The Life Science Center started by the North Carolina Technological Development Authority (TDA) last December expects to fill its 20,000 square feet of laboratory and office space by the end of the year.
TDA president David Emmett tells Local Tech Wire the incubator is 50 percent full with two biotech start-up tenants, Ribonomics and Cyprotex. “But we think we’ll have it filled by year’s end,” he says.
Located off Patriot Drive in Durham, the Life Science Center is the only wet lab incubator in the Triangle. It provides space for eight to 10 laboratories and adjoining office space.
Emmett says the TDA, a non-profit technological development organization that spunout of the state department of commerce in 1991, also manages a separate $10 million investment fund.
But the TDA rents the offices for cash, not equity.
“We pay cash for equity and get cash for rent,” Emmett says.

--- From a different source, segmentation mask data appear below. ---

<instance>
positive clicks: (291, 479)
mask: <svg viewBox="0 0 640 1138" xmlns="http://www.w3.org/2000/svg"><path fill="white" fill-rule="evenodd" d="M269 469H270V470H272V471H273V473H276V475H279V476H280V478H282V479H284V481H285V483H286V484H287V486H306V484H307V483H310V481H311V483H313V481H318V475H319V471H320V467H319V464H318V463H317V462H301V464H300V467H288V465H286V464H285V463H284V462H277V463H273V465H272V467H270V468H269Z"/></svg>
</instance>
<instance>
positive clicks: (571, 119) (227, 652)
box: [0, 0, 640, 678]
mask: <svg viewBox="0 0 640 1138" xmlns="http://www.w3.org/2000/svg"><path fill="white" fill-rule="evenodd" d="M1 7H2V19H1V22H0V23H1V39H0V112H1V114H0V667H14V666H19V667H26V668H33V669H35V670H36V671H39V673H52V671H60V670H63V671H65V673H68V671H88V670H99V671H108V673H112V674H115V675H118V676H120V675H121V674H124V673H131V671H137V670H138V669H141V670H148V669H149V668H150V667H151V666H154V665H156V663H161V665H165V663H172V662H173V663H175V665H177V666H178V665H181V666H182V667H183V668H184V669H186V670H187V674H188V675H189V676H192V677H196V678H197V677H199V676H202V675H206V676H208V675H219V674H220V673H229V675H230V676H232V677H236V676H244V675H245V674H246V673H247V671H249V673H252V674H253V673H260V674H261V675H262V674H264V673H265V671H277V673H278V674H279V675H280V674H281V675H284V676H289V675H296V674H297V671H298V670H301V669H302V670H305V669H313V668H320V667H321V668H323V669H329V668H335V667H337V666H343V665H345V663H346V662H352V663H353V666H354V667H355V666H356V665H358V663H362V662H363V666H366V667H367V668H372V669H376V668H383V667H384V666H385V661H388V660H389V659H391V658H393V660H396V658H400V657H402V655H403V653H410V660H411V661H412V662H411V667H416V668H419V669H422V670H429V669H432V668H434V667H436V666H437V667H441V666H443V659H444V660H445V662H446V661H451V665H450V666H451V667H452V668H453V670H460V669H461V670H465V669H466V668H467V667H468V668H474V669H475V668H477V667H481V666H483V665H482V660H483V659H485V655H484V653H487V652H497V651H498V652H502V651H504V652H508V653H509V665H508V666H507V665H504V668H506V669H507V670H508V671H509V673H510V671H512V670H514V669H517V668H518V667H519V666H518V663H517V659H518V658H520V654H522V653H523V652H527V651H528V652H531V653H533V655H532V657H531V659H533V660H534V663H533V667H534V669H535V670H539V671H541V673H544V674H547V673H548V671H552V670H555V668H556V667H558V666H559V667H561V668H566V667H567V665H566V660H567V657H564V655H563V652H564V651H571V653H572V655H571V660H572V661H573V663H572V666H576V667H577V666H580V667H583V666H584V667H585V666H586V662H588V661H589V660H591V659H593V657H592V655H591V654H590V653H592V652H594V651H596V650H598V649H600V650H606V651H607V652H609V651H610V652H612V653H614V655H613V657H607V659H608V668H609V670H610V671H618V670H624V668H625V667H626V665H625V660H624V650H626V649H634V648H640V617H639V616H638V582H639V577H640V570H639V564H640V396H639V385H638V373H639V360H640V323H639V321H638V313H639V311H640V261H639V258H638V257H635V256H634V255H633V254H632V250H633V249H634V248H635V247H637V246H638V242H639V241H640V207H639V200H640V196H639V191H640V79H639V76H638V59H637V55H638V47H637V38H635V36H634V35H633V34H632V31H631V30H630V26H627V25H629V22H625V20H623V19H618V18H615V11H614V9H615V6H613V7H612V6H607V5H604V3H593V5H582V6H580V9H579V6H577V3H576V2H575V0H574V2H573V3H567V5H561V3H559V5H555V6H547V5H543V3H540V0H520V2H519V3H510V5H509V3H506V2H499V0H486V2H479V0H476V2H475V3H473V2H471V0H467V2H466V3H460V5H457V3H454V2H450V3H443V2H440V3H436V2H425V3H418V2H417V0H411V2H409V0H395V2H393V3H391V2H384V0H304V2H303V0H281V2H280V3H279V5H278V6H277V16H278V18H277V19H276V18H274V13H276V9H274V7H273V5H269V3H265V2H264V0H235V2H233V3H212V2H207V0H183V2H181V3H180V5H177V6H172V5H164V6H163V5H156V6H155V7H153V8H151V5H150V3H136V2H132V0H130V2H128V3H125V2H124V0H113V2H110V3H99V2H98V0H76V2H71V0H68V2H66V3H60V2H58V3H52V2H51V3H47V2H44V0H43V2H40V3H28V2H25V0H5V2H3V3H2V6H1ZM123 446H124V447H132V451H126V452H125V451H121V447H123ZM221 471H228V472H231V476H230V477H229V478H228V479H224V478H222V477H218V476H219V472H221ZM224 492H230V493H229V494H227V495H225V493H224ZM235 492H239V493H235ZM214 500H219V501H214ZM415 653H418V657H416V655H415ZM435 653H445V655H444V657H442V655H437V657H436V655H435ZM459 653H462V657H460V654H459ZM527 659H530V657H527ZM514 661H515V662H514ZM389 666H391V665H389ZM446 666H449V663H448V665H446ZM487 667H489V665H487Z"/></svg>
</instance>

The start-ups pay about $1,000 a lab, each of which includes high bandwidth Net access, special lab flooring and walls, emergency sinks and showers, benches and cabinetry, and fume hood connections to take noxious gasses out of the lab.
Emmett says the TDA has half a dozen prospects for the remaining lab space, but the economy has affected its ability to “get leased up as quickly as we had hoped.” All the prospects, he says, “are still trying to determine their lab requirements, close funding, or both.”
The TDA may approach the GoldLEAF fund, which recently announced a major biotech initiative, as it looks for partners to develop more facilities, Emmett says. “It would make a lot of sense,” he says.
Incubators and seed capital are what most biotech start-ups need most, Emmett says, because they can’t sublease just any space. “They have to buy or refit,” he says, “and building or buying are generally not feasible. The timing is bad. They don’t have two years to manage a real estate project. They have to develop their science and hit milestones.”
Emmett says the company asks potential tenants to submit business plans.